In 1979, the year the one-child policy began, China’s birth rate has been just under three children per woman. China’s economy has grown dramatically since it adopted policies of greater economic freedom in 1978, and as the country has grown wealthier, its fertility rate has fallen. The decline was fully in line with trends in neighboring countries that have also experienced rapid economic growth and do not coercively limit family sizes.
In India, where liberalization Economic reforms started only in 1992, much later than in Chinathe birth rate has also fallen, although less dramatically. This change happened as India got richer, but not as much as China. As with China, India’s declining birth rate is in line with trends seen in neighboring countries, most of which have seen even steeper declines as their economies have grown.
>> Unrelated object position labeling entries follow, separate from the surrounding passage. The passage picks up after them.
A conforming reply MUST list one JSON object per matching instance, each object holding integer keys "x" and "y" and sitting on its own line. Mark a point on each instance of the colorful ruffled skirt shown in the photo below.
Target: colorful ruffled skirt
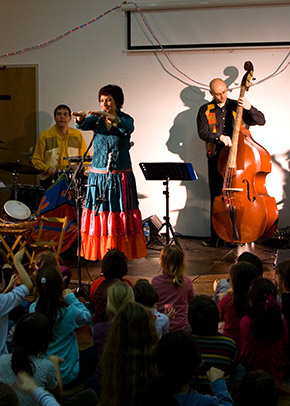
{"x": 118, "y": 221}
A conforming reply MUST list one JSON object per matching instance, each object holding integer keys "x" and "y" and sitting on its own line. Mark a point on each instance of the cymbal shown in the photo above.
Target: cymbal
{"x": 77, "y": 159}
{"x": 18, "y": 168}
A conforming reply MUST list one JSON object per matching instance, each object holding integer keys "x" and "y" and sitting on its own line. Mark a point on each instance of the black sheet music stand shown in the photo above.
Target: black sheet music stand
{"x": 167, "y": 171}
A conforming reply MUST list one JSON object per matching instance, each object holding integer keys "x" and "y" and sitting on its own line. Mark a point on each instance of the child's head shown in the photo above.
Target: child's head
{"x": 8, "y": 396}
{"x": 203, "y": 316}
{"x": 119, "y": 293}
{"x": 255, "y": 388}
{"x": 172, "y": 263}
{"x": 247, "y": 256}
{"x": 49, "y": 291}
{"x": 30, "y": 337}
{"x": 46, "y": 258}
{"x": 178, "y": 358}
{"x": 265, "y": 311}
{"x": 127, "y": 361}
{"x": 241, "y": 276}
{"x": 283, "y": 276}
{"x": 145, "y": 293}
{"x": 114, "y": 265}
{"x": 49, "y": 282}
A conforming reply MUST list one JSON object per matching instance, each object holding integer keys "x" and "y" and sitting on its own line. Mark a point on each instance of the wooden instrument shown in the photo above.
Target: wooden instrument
{"x": 244, "y": 212}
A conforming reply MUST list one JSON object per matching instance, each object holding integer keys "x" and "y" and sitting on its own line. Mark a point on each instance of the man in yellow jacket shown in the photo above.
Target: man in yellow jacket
{"x": 55, "y": 144}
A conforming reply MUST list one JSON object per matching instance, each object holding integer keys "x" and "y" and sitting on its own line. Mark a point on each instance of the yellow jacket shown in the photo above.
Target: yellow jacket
{"x": 51, "y": 148}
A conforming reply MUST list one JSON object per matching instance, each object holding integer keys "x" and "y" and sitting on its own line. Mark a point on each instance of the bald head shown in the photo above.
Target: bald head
{"x": 218, "y": 89}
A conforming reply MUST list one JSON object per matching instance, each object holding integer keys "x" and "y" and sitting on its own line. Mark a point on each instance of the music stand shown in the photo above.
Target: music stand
{"x": 168, "y": 171}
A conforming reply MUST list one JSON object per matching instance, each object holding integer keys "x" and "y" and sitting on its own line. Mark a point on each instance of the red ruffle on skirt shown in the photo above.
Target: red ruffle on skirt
{"x": 107, "y": 230}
In fact, among India’s neighbors, only Pakistan and war-torn Afghanistan have higher birth rates, although their birth rates are also falling.
Overpopulation hysteria is just as baseless a reason for forcibly limiting reproduction as ethnic or religious bigotry and the pseudoscience of eugenics. Whether motivated by a desire to prevent marginalized people from having children or to reduce the population, coercive population control remains abhorrent.
Chelsea Follett is a policy analyst at the Cato Institute’s Center for Global Liberty and Prosperity and editor of HumanProgress.org.